Receive quick funding using various online tools
With a plethora of online sharing platforms available receiving funding for your business is now easier than ever before. You want a quick loan with fair rates then popular peer-to-peer platform Zopa is a prime example of the sharing economy unlocking quick capital for startups. Alternatively you might be someone who works in the arts and you’re looking for funding for a particular project or initiative – well crowdfunding sites such as Kickstarter cater to this type of endeavour.
For more information on crowdfunding and its benefits see our recent blog post for more details.
Offers a platform to sell your freelance services
It’s not just small and medium-sized businesses who can benefit from all that the sharing economy can offer.
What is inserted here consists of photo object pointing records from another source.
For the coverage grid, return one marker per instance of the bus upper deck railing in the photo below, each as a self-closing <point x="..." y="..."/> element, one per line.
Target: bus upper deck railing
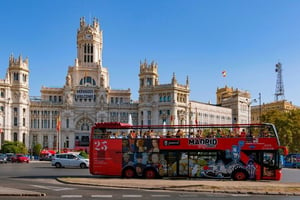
<point x="122" y="130"/>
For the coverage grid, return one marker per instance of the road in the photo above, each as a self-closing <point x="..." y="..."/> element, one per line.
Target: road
<point x="40" y="177"/>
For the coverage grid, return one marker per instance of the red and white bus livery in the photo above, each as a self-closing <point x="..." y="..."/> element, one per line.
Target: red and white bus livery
<point x="195" y="151"/>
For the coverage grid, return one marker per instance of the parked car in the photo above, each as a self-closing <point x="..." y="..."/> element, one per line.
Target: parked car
<point x="69" y="160"/>
<point x="46" y="155"/>
<point x="292" y="160"/>
<point x="20" y="158"/>
<point x="9" y="156"/>
<point x="3" y="158"/>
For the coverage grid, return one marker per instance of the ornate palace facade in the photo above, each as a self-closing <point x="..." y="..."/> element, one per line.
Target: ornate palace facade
<point x="87" y="97"/>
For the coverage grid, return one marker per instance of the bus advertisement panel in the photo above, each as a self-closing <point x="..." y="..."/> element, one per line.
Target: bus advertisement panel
<point x="218" y="151"/>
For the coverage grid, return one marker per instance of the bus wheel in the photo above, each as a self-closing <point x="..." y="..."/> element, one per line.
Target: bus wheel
<point x="129" y="173"/>
<point x="150" y="174"/>
<point x="240" y="175"/>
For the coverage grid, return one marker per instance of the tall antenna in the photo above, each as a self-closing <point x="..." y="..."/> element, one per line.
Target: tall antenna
<point x="279" y="83"/>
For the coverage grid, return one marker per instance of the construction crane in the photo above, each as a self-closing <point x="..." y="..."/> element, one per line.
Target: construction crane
<point x="279" y="93"/>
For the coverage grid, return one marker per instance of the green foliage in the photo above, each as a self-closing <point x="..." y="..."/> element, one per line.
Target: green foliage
<point x="287" y="125"/>
<point x="84" y="154"/>
<point x="13" y="147"/>
<point x="37" y="149"/>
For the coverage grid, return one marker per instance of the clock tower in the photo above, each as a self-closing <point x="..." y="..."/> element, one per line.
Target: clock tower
<point x="89" y="44"/>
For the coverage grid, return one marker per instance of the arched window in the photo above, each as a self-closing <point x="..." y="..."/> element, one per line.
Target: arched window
<point x="15" y="136"/>
<point x="87" y="79"/>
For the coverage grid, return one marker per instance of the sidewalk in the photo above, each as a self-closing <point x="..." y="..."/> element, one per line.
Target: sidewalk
<point x="212" y="186"/>
<point x="4" y="191"/>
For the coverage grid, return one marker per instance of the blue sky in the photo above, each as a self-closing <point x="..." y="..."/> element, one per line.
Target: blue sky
<point x="194" y="38"/>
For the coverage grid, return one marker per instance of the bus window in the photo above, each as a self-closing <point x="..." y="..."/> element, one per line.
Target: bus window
<point x="269" y="159"/>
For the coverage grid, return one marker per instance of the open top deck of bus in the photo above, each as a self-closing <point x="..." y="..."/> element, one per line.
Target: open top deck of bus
<point x="238" y="151"/>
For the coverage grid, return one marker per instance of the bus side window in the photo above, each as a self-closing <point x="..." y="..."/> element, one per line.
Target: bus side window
<point x="269" y="159"/>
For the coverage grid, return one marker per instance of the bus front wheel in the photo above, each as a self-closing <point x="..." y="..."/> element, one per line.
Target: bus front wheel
<point x="129" y="173"/>
<point x="240" y="175"/>
<point x="150" y="174"/>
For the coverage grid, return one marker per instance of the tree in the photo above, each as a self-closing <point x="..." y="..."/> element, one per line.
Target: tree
<point x="288" y="127"/>
<point x="37" y="149"/>
<point x="14" y="147"/>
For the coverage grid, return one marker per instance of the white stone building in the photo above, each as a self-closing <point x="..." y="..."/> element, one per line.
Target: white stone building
<point x="87" y="97"/>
Freelancers and consultants can also share their expertise in an online community and offer their services to interested parties. A great example of such a site is Freelancer.co.uk which connects freelancers with the wider world and allows users to get free quotes for a job or project that they are looking to get done. Another great sharing system is PeoplePerHour where freelancers sell their services to prospective contractors. This but a sample of the variety of great options that the sharing economy can offer any freelancer.
Adopt online payment systems
In today’s age of information sharing – and concerns surrounding security – a wise thing to consider implementing is using a secure online payment system. If customers are sharing their payment details you should ensure that this is done in the most secure way possible. Consider using companies such as PayPal and WorldPay as possible platforms to use – this will make your customers feel comfortable about purchasing from your site.